“Volatile,” a word that is often used to describe the price of natural gas with its random-appearing jumps and plunges, head fakes, and whiplash-inducing turnarounds, no longer describes the price of natural gas. “Chaotic” would be a better term.
Friday last week, when stocks were getting sacked, natural gas soared 9.6% to $5.18 per million British thermal units (MMBtu) at the Henry Hub. Up 20% for the week. The highest close since June 2010. On Monday, natural gas got smacked back down about halfway, but on Tuesday it rose sharply. And today, when stocks got sacked again, gosh….
February natural gas futures, which expired today, soared a dizzying 13% to $5.687 per MMBtu at the Henry Hub, the highest for front-month futures since January 2010. Much of the move occurred during the last hour of the trading day. It might have been the result of an epic short squeeze, and an act of utter expiration desperation.
March futures jumped 7.4% to $5.305. Natural gas is now in the fairly rare condition of backwardation, when front-month futures are priced higher than forward futures. For example, November futures settled at $4.51 up 2.8%. Backwardation occurs during periods of peak demand, either in cold periods during the winter or a long heat wave during the summer when gas-fired powerplants run at near capacity in large parts of the country. It’s another sign of market desperation
The four reasons for the price pressures that I pointed out a few days ago are still intact [read… From “Glut” To Panic: Natural Gas Soars]:
1. The low price of US natural gas – unique in the developed world – has caused demand to creep up. In 2014, demand will likely be over 20% higher than it was in 2005, the year of the record price spike when natural gas reached $15.40 per MMBtu.
2. The low price – it has been below the cost of production of “dry gas” for years – destroyed the business model for drillers, and they wrote of tens of billions of dollars and curtailed drilling for dry gas. Production is now declining in many fields. Only the prolific Marcellus play, which has finally been connected via pipelines to New York, keeps total US production positive. But even in the Marcellus, drilling fell off, and decline rates of producing wells are as steep as in other plays.
3. Then cold fronts swept across the country. It started in December and continues today: waves of cold weather hit big, populous parts of the nation, going as far south as Texas and Florida. Forecasts are calling for cold weather to continue for a few more weeks. No one trusts them. And traders are now steeped in sorting through arcane weather details, digging for clues. They’re all betting on the weather.

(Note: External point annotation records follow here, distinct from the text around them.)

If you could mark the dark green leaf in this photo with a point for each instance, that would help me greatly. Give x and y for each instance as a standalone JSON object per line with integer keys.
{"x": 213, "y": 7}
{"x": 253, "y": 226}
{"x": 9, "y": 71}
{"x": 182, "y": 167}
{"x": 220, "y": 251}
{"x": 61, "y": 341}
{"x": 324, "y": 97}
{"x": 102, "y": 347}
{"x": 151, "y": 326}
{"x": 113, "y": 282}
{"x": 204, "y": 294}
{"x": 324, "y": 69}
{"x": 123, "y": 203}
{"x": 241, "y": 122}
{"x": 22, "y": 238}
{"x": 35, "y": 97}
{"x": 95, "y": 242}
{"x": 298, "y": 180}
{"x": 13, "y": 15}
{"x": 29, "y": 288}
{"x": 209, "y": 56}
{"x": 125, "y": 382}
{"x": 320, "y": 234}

4. And the big money has jumped into the fray. During the years of the glut, much of the big money was lined up on the short side. But it has switched over to the long side, and those who got in early, say, in April 2012 near the decade-low of $1.92 per MMBtu, had a ferocious, vertigo-inducing rollercoaster ride during which the price of natural gas nearly tripled.
Thursday morning – already chaotic given today’s close – the Energy Department’s EIA will publish its market-moving underground storage report. Fasten your seatbelts. Breathtaking moves one way or the other, accompanied by fireworks, are scheduled.
On January 16, I wrote Natural Gas Squeeze? “Panic hasn’t ensued just yet”. And panic still hasn’t ensued just yet. But some whiffs of it are in the air.